A eso de media hora de haberse puesto la diligencia nuevamente en marcha, se oyeron de nuevo los estampidos y viose venir por la carretera el vehículo aquél, que acompañaba ahora su marcha con unos agudos toques de clarín. El mayoral sofrenó el tiro con un diestro golpe, mas, así y todo, al pasar el «coche de fuego», los caballos se alborotaron en una espantada que por poco da con el vehículo en la cuneta.
—¡Así vos parta un rayo! —gritó el mayoral, y quedó luego murmurando una retahila de palabrotas que hicieron exclamar a un clérigo que iba en la diligencia:
—¡Cállate, Serafín, ya está bien!
—¿Qué quiere usted, don Santiago? ¿Vamos a consentir que estos aparatos del c… nos echen de las carreteras?
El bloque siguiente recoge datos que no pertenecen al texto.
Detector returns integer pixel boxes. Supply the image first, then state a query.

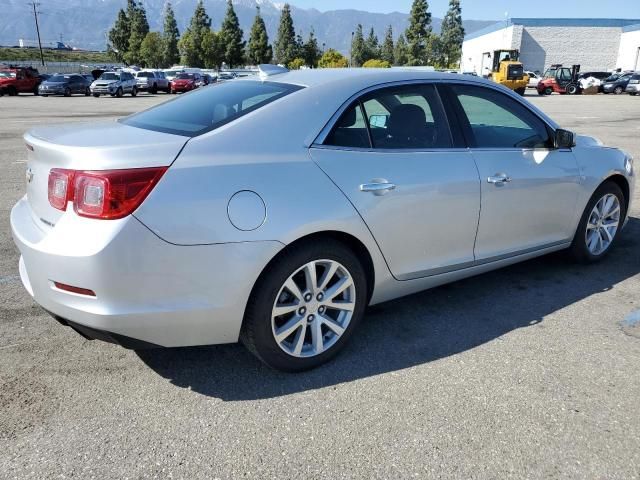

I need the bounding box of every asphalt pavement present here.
[0,89,640,480]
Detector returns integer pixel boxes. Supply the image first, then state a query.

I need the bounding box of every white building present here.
[616,23,640,71]
[461,18,640,75]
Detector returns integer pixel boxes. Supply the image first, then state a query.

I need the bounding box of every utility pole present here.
[29,2,44,67]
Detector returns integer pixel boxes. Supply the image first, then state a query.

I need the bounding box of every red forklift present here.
[537,63,581,95]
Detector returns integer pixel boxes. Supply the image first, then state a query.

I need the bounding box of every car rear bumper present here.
[11,197,282,348]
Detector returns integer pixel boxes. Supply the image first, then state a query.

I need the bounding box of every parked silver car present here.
[11,67,635,371]
[136,70,171,95]
[90,72,138,98]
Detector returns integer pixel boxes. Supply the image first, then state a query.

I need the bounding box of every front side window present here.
[325,84,451,150]
[451,85,551,148]
[121,81,302,137]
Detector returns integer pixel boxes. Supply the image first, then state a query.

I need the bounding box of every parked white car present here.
[524,72,540,88]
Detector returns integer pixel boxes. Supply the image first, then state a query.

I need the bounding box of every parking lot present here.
[0,94,640,479]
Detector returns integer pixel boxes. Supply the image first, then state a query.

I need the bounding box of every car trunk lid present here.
[24,122,189,229]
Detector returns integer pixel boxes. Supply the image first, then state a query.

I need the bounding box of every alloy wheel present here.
[585,193,620,255]
[271,260,356,358]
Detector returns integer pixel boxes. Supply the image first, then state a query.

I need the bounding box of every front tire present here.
[570,181,627,263]
[241,240,367,372]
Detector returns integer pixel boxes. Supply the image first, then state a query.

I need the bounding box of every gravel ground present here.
[0,89,640,479]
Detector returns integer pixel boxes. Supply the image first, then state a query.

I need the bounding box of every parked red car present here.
[171,73,198,93]
[0,66,42,96]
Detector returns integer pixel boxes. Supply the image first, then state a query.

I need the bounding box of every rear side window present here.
[451,85,551,148]
[120,81,302,137]
[325,84,451,150]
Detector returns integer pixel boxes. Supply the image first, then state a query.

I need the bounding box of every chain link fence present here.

Unas leguas más abajo volvieran a encontrarse con el extraño vehículo, pero esta vez tiraba de él una pareja de bueyes guiados por un aldeano viejo que cruzó con el mayoral un guiño cazurro.
Por la noche dieron vista, desde un alto, a una ciudad, al parecer muy grande, sobre la que semejaba haber caído una lluvia de estrellas que titilaban como cosa de magia.
—¡En verdad, es sorprendente el alumbrado eléctrico! —exclamó el caballero mayor, sacando la cabeza por la ventanilla.
—Sí que lo es, y de una gran comodidad —terció un viajero que parecía ser de la ciudad aquella.
—Aunque peligroso, según dicen —planteó el menor de los acompañantes de Julio.
—No hay atajo sin trabajo —repuso el otro, con acento ligeramente picado.
—¿Cuándo lo tendremos nosotros, en Santiago? —preguntó el cura.
—Los liberales lo prometieron para cuando sean gobierno —dijo el caballero de la barba.
—Entonces podemos esperarlo sentados —sentenció el clérigo con una fina sonrisa que los otros glosaron con una mirada de aprobación.
A la mañana siguiente llegaron al colegio. Por la forma en que los padres los recibieron, se vio que estaban advertidos.
Desde lo que queda dicho habían transcurrido cuatro años, y Julio el Callado no había vuelto a saber nada de la dama, de los caballeros y, lo que es todavía más increíble, de la propia Rufina.